Women are more prone to osteoporosis than men; therefore, hip fracture is more common among women. They experience about 80 percent of all hip fractures. More than 1.5 million Americans have fractures annually because of osteoporosis.
- hip pain and/or pain that can be felt in the knee
- low back pain
- inability to stand or walk
- bruising or swelling
- foot turned out at an odd angle, making the leg look shorter
A fracture of the hip is generally treated with surgery. Your doctor may use metal devices to strengthen and stabilize the joint. In some situations, a total hip replacement may be performed. The type of surgical repair will depend upon the type of hip fracture. Your doctor will determine the best procedure for you, based on your individual situation.
Hip Dislocation Repair
A dislocated hip is an emergency that requires immediate treatment. It occurs when a great amount of force pushes the head of the thighbone (femur) out of its socket into the hip bone (pelvis). In approximately 90% of cases, the thighbone is pushed out of its socket in a backwards direction (posterior dislocation). The hip then becomes bent and twisted toward the middle of the body. Hip dislocations most commonly occur from motor vehicle accidents and falls, but can also be a complication of hip replacement surgery.
- severe pain
- inability to move one leg
- no feeling in the foot or ankle (a result of nerve damage)
The first step is usually to try and reposition the hip joint by applying force to the leg without surgery. Called a closed reduction of the hip replacement, it is performed under anesthesia.
If the dislocation occurs with additional damage such as a fracture, or involves a hip implant, an open reduction surgery may be needed. In this procedure surgeons must go in and manipulate the femur and hip and/or reposition the implants.
Total Hip Replacement
Joint replacement, also called arthroplasty, is a surgical procedure to replace a damaged joint with a prosthesis, or artificial joint. This surgery may be considered following a hip fracture (breaking of the bone) or for someone who has severe arthritis, though the most common condition needing a hip replacement to relieve symptoms is arthritis.

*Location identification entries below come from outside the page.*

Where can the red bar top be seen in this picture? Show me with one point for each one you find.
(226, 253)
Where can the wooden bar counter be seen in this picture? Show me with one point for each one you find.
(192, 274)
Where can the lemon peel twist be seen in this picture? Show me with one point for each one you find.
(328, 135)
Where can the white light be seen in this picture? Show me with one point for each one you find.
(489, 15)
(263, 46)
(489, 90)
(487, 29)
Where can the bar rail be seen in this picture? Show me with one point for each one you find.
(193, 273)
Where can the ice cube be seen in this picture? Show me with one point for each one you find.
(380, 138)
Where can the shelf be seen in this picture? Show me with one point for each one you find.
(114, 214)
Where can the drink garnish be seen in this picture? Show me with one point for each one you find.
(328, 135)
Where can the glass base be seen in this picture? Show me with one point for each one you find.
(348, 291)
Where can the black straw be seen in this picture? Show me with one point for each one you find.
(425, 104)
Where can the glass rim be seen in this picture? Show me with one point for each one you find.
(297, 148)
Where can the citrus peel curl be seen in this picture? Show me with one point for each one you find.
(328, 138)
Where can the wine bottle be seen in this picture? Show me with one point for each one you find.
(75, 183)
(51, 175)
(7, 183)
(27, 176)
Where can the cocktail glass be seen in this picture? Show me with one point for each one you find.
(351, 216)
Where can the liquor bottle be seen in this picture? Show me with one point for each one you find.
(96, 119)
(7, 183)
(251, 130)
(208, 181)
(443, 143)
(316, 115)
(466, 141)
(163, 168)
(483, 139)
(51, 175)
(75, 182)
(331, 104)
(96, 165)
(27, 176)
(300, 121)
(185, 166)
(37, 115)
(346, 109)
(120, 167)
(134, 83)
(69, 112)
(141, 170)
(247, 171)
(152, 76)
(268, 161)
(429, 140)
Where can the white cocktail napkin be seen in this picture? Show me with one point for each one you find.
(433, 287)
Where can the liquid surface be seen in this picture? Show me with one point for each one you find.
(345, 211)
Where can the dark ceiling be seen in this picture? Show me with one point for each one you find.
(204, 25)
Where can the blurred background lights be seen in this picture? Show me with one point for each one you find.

The following are the various forms of arthritis that can occur:
- osteoarthritis, a degenerative, joint disease that affects mostly middle-aged and older adults, causes the breakdown of joint cartilage and adjacent bone in the hips
- rheumatoid arthritis, which causes inflammation of the synovial membrane and results in excessive synovial fluid, can lead to pain and stiffness
- traumatic arthritis, arthritis due to injury, can cause damage to the articular cartilage of the hip
- bone fracture from a fall or injury
- joint soreness after inactivity or periods of overuse of a joint
- joint pain which increases with activity throughout the day
- muscle atrophy around joints caused by inactivity can increase pain
- pain and stiffness affecting posture, coordination and ability to walk
- pain in the groin, inner thigh, or buttocks and a pronounced limp
- anti-inflammatory medications
- pain medications
- limiting painful activities
- assistive devices for walking (such as a cane)
- physical therapy
- hip replacement surgery
- Surgery and Prostheses
A traditional hip replacement involves an incision (cut) about 10 to 12 inches long over the hip joint. Newer approaches are being developed that use one or two smaller incisions to perform the procedure, called minimal incision hip replacement or minimally invasive hip replacement.